Hunderte Schiffe bleiben im Persischen Golf stecken
Der Krieg im Iran hat massive Auswirkungen auf den internationalen Schiffsverkehr. Rund 400 Schiffe können die Straße von Hormus nicht passieren. Die genauen Zahlen sind schwer zu beziffern.
Der bewaffnete Konflikt im Iran führt zu erheblichen Beeinträchtigungen des Schiffsverkehrs in einer der weltweit wichtigsten Meerengen. Die Straße von Hormus, die den Persischen Golf mit dem offenen Meer verbindet, ist für den internationalen Handel von strategischer Bedeutung.
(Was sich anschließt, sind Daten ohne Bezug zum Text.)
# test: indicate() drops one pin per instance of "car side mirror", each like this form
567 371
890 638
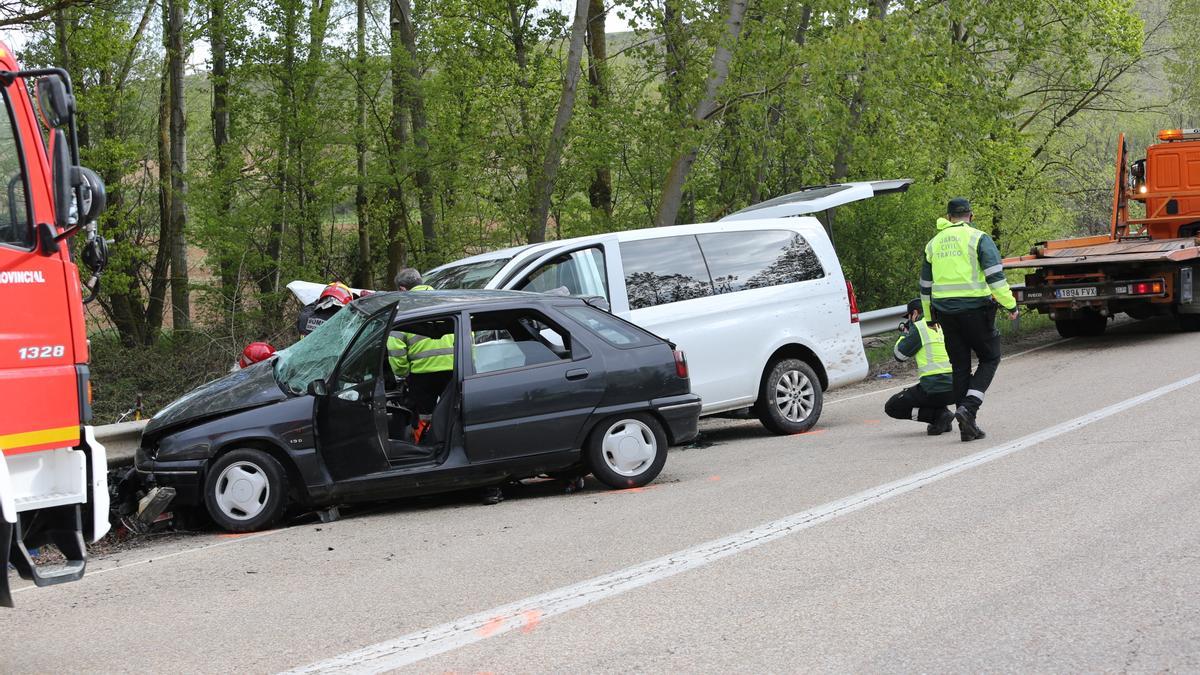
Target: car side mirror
317 388
63 178
57 106
95 197
599 302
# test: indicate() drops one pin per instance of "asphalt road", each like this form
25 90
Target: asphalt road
1066 541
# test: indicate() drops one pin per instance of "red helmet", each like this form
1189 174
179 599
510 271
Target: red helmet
336 293
255 352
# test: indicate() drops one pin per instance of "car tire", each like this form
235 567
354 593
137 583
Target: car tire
627 451
246 490
790 399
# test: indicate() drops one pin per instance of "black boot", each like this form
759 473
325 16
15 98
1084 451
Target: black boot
943 423
967 428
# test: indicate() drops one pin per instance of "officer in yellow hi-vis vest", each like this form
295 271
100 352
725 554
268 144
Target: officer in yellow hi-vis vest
928 399
961 282
426 362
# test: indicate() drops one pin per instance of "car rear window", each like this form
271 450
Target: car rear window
610 328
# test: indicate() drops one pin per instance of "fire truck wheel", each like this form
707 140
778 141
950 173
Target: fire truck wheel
246 490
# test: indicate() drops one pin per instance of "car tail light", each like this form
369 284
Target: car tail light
681 363
1146 288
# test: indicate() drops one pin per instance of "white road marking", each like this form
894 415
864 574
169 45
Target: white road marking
528 613
1030 351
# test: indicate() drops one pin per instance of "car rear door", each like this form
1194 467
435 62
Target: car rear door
520 396
351 416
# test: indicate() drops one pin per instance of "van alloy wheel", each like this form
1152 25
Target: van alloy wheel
790 398
243 490
795 395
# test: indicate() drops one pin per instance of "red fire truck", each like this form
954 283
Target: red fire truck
53 473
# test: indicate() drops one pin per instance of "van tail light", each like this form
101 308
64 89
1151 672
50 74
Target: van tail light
853 302
681 364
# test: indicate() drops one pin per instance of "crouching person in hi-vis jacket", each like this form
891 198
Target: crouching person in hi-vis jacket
928 399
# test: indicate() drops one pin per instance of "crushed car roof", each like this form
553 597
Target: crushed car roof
409 300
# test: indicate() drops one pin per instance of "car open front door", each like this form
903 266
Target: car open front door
351 417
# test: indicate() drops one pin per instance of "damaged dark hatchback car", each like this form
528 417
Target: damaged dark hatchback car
539 384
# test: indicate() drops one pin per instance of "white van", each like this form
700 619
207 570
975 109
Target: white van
757 300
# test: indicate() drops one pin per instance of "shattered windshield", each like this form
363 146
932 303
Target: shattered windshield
315 357
467 275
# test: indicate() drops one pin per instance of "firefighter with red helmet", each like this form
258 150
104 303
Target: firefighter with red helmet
255 352
335 297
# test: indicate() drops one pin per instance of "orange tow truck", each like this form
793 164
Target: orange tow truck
1144 267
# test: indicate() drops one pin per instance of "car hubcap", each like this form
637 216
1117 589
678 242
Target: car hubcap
795 395
629 447
243 490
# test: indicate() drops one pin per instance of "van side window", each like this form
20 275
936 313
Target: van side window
741 261
664 270
582 273
15 227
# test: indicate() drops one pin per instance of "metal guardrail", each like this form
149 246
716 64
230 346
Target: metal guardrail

Nach aktuellem Stand sind mindestens 400 Schiffe in der Region festgesetzt und können ihre Fahrt nicht fortsetzen. Es handelt sich um Tanker und Frachter, die auf die Passage warten. Experten gehen davon aus, dass täglich Hunderte Schiffe diese Route normalerweise befahren würden.
Die genaue Anzahl der betroffenen Schiffe lässt sich schwer beziffern, da keine verlässlichen aktuellen Daten vorliegen. Die angespannte Sicherheitslage in der Region zwingt Reedereien zu Vorsichtsmaßnahmen und führt zu Verzögerungen bei der Abwicklung des Welthandels.